How do we make the vocal folds vibrate?

Below the rib cage we each have a muscle called the diaphragm.  (Picture of diaphragm muscle.)  When we move this muscle down, it removes pressure from our lungs, and they fill with air.  This should happen automatically.  When we sing, sometimes we think we need to force air into the lungs, but we do not.  Because nature abhors a vacuum, we really just need to open our mouths, open our lungs by lowering the diaphragm muscle, and the air will rush in.  Standing straight and tall while doing this also helps.  The shoulders should be relaxed.  They are on vacation do not need to help. :)  

Once we get a breath in this way, we let the air seep through the vocal folds, making the 'strings' of our 'harp' vibrate evenly.  We control how much air we let out with the diaphragm, which moves up and puts pressure on the lungs, causing air to flow out.  Because we are standing straight and tall, the lungs have plenty of room for air. We control how quickly or slowly the diaphragm moves up and releases the air through the vocal folds and out the mouth.  The air flows out of the lungs and into the throat, through the vocal folds (causing vibrations) and out the mouth.  Singing!

There is a bit more to it, of course, such as using the cavities in the head and the shape of the mouth, tongue, etc., to form proper tone and vowels/consonants.  But I haven't gotten that far with this class.


Tammy said...

Katie--don't sell yourself short! You are brilliant in music and this very succinct post proves that you are also a superb teacher with your clear conveyance of thoughts and endearing way of expression. I know your students have made you beam with their growth b/c I know some of them :)

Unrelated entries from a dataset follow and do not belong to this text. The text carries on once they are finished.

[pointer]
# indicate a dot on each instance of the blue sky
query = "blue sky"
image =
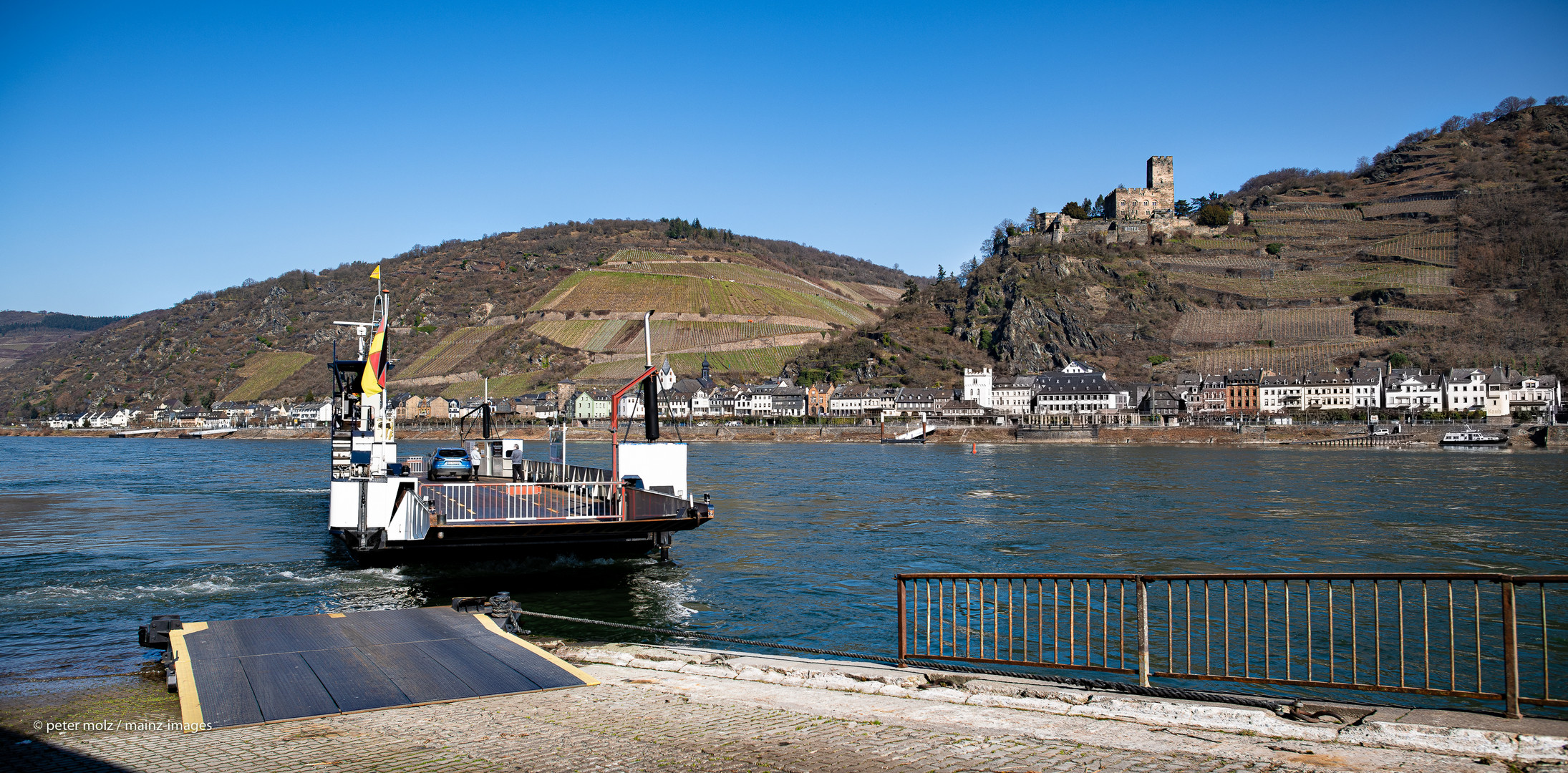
(150, 151)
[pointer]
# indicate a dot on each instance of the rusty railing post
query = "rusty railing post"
(1143, 631)
(1511, 651)
(901, 620)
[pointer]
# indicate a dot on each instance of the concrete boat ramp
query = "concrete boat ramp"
(657, 709)
(251, 671)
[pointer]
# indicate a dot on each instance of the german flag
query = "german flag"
(374, 380)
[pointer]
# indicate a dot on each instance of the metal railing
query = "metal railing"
(1466, 636)
(507, 502)
(557, 472)
(653, 504)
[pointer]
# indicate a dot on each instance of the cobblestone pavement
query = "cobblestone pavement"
(636, 721)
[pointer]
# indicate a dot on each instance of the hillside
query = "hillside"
(1446, 250)
(30, 333)
(526, 308)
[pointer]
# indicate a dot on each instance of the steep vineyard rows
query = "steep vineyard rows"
(1282, 359)
(1217, 326)
(1418, 316)
(584, 334)
(1431, 208)
(1432, 248)
(674, 336)
(1330, 281)
(1224, 243)
(591, 291)
(499, 388)
(765, 361)
(1258, 264)
(725, 273)
(645, 254)
(1305, 214)
(266, 371)
(669, 334)
(450, 351)
(1282, 325)
(873, 293)
(1303, 325)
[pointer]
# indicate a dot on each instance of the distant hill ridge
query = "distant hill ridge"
(271, 338)
(1446, 250)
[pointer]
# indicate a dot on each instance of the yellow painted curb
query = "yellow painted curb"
(185, 676)
(566, 667)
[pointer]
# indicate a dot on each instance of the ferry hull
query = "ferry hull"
(469, 543)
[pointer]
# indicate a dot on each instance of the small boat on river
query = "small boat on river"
(1470, 437)
(388, 512)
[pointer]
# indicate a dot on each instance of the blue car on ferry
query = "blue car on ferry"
(450, 463)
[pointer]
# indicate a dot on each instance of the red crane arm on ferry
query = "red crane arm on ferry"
(615, 402)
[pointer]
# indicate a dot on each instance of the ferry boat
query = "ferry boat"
(1473, 438)
(386, 513)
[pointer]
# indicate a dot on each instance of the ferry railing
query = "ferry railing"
(1489, 637)
(653, 504)
(505, 502)
(557, 472)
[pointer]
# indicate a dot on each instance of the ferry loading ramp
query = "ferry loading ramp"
(251, 671)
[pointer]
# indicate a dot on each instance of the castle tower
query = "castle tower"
(1162, 181)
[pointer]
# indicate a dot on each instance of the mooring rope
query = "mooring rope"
(1275, 704)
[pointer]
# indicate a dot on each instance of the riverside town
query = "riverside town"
(1076, 396)
(395, 409)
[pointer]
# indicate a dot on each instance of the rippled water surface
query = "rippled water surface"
(97, 535)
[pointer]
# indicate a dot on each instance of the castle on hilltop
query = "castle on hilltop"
(1143, 203)
(1128, 215)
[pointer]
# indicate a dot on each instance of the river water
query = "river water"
(97, 535)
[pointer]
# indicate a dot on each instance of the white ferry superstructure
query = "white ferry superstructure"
(386, 512)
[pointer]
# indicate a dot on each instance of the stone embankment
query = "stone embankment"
(711, 711)
(1369, 726)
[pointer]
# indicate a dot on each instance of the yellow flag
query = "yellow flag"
(375, 376)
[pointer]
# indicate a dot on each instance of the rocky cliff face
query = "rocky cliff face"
(1037, 306)
(1040, 334)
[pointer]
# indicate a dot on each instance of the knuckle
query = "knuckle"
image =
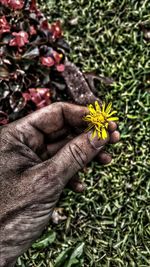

I enjoyed glancing over "The Sciences" and it made me pine for the days we once enjoyed before technology so invaded our lifestyles. Ah, to recall the days free from our current encumbrances to just enjoy time spent out of doors, learning and playing both at the same time as well as renewing mind and spirit. How much healthier in every way we'd all be to live like that again. Thanks for the reminder! Love your posts!

Katie said...

Tammy, thank you for your sweet comment! I'm glad you enjoyed looking through The Sciences. I wish I knew enough about science to take that book, retain its spirit, and update the science.